Endoscopic Removal of Third Ventricular Colloid Cyst- Experience of 90 Cases-1

Neurosurg Q 2015;25:46–50

Third ventricular colloid cysts are benign lesions originating in the roof of the anterior third ventricle. They constitute around 1% of all intracranial tumors. The optimal surgical management of colloid cysts continues to be a matter of debate.

Objective: This study was perfomed to assess the efficacy and safety of the endoscopic technique in treatment of 90 patients with colloid cysts.

Methods: During the period from June 2001 to October 2011, 90 patients with third ventricular colloid cyst were operated by the endoscopic single burr hole approach. The age ranged between 16 and 67 years (mean 40.3 years). Fifty-eight were females. The cyst size ranged between 8 and 35 mm. In computed tomography (CT) scan, the cyst was hyperdense in 74 cases and isodense in 16 cases.
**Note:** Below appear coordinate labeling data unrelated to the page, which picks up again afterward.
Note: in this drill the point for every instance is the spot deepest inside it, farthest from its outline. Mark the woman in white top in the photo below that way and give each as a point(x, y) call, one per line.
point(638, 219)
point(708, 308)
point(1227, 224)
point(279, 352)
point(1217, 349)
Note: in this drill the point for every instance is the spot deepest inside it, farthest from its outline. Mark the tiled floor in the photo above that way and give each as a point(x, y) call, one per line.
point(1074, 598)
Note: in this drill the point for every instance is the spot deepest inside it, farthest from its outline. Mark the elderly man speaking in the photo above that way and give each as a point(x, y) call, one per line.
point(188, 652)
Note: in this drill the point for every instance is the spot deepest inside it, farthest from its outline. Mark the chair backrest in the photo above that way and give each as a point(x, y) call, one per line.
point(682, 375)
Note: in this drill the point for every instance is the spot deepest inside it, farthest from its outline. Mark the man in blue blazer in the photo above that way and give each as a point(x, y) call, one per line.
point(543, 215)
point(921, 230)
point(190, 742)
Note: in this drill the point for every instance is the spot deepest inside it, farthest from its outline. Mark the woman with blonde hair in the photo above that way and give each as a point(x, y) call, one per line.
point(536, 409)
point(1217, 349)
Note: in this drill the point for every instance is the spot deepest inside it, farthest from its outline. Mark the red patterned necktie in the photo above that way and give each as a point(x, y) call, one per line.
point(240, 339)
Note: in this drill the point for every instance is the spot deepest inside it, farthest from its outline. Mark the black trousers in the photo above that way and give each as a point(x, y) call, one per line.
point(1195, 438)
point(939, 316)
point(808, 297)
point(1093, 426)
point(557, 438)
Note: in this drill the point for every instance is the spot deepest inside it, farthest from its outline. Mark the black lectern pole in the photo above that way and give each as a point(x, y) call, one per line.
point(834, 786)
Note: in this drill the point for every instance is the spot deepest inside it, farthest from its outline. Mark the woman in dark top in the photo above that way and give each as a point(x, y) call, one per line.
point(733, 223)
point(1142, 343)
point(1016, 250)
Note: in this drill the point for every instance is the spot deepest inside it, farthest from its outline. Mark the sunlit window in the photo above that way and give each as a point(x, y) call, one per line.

The standard Kocher burr hole was used in 63 and a more both anterior and lateral burr hole was used in 27 cases. Total cyst removal was achieved in 79 patients. Cyst content evacuation and capsule coagulation was done in 10 cases; whereas partial cyst excision was made in 1 case. All patients were followed by a CT scan at 1 and 6 months time from the surgery and then at 2-year interval. The follow-up period ranged from 6 to 120 months with a mean of 62 months.

Results: The operative time ranged between 60 and 175 minutes with a mean of 84 minutes. Ventriculostomy tube and prophylactic antiepileptics were not used for any of the cases. One patient needed ventricular shunting 5 months after the procedure. There was no reported mortality related to the endoscopic colloid cyst removal. The reported morbidities were hemiparesis in 2 cases, transient memory deficit in 7 patients, superficial wound infection in 5 patients, and CSF leakage from the wound in 3 cases. No recurrence was found in our series.

Conclusions: Being a burr hole technique, endoscopy offers a real safe and effective minimally invasive tool for treating third ventricular colloids. It offers superior illumination, greater magnification, and enhanced visualizations of the ventricular anatomy. There is no doubt that the mortality, morbidity, and operative costs are less with endoscopy when compared with other combating therapeutic modalities. In our opinion, if the endless argument considering the point of tumor recurrence is brought apart, endoscopy should be the first-line treatment for third ventricular colloid cysts.

Key Words: colloid cyst, third ventricle, endoscopic, surgical removal.